Randu melanjutkan ukiran namanya yang belum sempat
diselesaikan. Ya, aku ingat waktu itu bel keburu berbunyi dan baru namaku yang
terukir pada batang pohon ceiba.
“Ve, maafin gue selama ini,” lirihnya sambil
mengusap-usap ukiran namanya yang telah ia selesaikan.
“Ve, gue sayang sama lo. Setiap gue mau pakai bocoran,
gue selalu ingat lo dan janji kita di sini. Gue nggak pakai bocoran itu sama
sekali. Tolong maafin gue, Ve. Jangan marah sama gue,” lanjutnya.

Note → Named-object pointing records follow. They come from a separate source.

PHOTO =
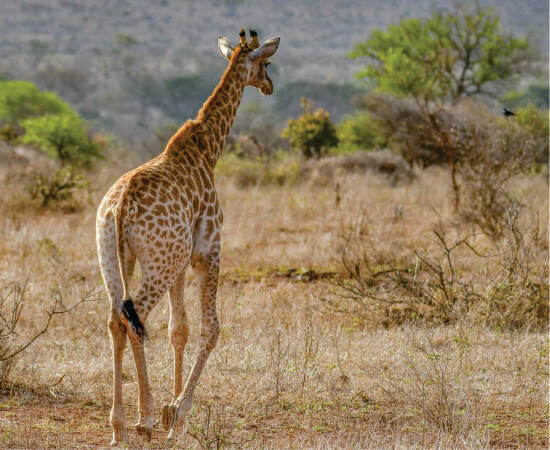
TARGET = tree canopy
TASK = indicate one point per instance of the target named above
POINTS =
(448, 56)
(20, 100)
(61, 136)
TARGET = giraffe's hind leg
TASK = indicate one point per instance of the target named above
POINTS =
(207, 269)
(154, 285)
(179, 335)
(110, 269)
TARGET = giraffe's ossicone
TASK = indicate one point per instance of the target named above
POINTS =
(165, 215)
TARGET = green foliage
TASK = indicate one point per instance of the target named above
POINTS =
(57, 189)
(361, 131)
(312, 132)
(535, 122)
(20, 100)
(61, 136)
(446, 56)
(536, 93)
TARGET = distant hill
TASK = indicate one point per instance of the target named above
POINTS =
(131, 66)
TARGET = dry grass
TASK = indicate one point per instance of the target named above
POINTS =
(284, 374)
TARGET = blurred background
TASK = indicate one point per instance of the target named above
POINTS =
(135, 70)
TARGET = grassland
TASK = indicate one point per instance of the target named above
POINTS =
(287, 371)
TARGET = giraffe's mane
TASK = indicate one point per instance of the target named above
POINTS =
(184, 131)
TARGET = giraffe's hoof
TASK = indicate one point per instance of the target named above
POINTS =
(143, 431)
(167, 415)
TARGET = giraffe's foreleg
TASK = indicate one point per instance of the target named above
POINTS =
(179, 335)
(207, 269)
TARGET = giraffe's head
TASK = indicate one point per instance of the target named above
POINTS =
(254, 57)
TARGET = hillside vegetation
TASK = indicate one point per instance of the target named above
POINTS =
(131, 70)
(384, 278)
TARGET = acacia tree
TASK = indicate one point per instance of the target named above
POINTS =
(446, 57)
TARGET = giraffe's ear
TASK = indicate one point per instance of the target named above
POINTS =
(225, 47)
(267, 50)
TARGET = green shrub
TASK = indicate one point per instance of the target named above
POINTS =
(361, 131)
(20, 100)
(63, 137)
(312, 132)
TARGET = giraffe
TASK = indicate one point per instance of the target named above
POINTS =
(165, 215)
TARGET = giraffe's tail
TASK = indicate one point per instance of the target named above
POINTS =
(127, 305)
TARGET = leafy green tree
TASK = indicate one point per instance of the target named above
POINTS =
(448, 56)
(20, 100)
(61, 136)
(536, 123)
(312, 132)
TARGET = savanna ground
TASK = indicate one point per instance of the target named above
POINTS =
(291, 369)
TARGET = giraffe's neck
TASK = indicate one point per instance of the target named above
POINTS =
(208, 132)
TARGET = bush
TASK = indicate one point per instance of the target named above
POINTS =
(312, 132)
(20, 100)
(535, 122)
(537, 93)
(63, 137)
(483, 151)
(438, 288)
(461, 53)
(57, 189)
(360, 131)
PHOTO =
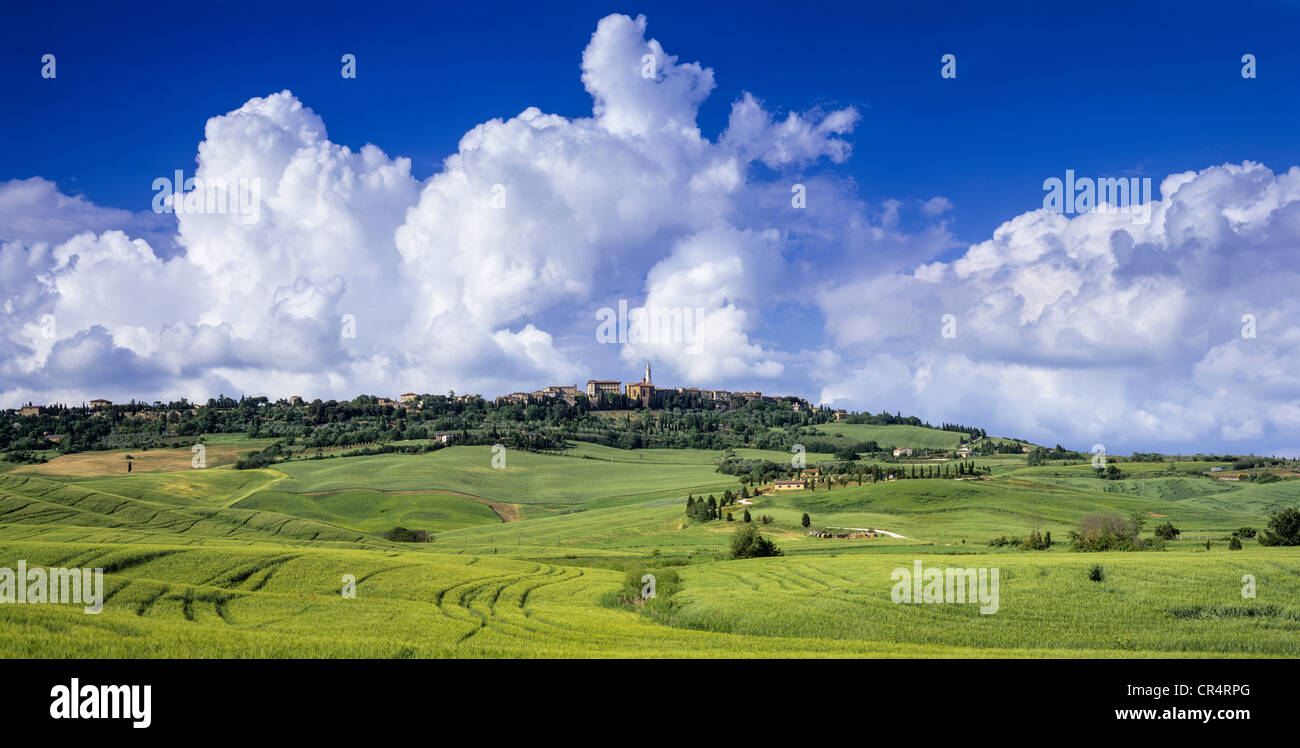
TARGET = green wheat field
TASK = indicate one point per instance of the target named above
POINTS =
(544, 558)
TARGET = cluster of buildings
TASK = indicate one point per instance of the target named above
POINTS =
(641, 392)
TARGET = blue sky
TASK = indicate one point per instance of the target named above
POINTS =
(1100, 87)
(859, 281)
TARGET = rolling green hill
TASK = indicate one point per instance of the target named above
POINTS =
(250, 563)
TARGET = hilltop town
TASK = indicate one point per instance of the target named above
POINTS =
(601, 394)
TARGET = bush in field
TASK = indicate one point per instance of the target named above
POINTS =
(749, 544)
(1283, 528)
(1105, 531)
(1035, 543)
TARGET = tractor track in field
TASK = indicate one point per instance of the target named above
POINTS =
(503, 510)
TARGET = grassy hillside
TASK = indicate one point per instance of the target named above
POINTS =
(895, 436)
(528, 478)
(250, 563)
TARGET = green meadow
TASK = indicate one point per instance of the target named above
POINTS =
(534, 560)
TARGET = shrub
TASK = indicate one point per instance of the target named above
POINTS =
(749, 544)
(1034, 543)
(1168, 531)
(1105, 531)
(1283, 528)
(399, 535)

Kudekati dia dan kubisikkan tiga kata, “Aku bangga
padamu!” Randu tak merespon. Mungkin suaraku terlalu pelan. Kucoba sekali lagi,
“Randu, gue bangga sama lo. Maafin gue selama ini udah salah sangka. Gue juga
sayang sama lo.” Tetap saja tak ada respon darinya.
Aku mulai gelisah. Randu,
aku berada di sini, begitu dekat denganmu. Kenapa kamu nggak mendengar suaraku?
Kataku dalam hati.
Kucoba menyentuh pundak dan menggenggam tangannya. Ya
Tuhan, aku tak merasakannya. Kulitku tak mampu meraba apa pun. Kuselidiki
setiap bagian tubuhku. Ya Tuhanku…
Pohon ceiba di hadapanku hanya bisa terdiam. Bunga
putihnya masih berjatuhan di rerumputan. Batangnya masih berdiri kokoh. Samar
kulihat ada ukiran namaku dan namanya di batangnya. Aku tak mampu menahan perih
yang mendalam. Ketika kusadari bila aku telah tiada. Hancur bersama lambaian
dedaunan hijau dan bunga putih yang berguguran tertiup angin.
“Ve, semoga tenang di alam sana…” Kalimat terakhir yang
kudengar darinya ikut terbang terbawa angin.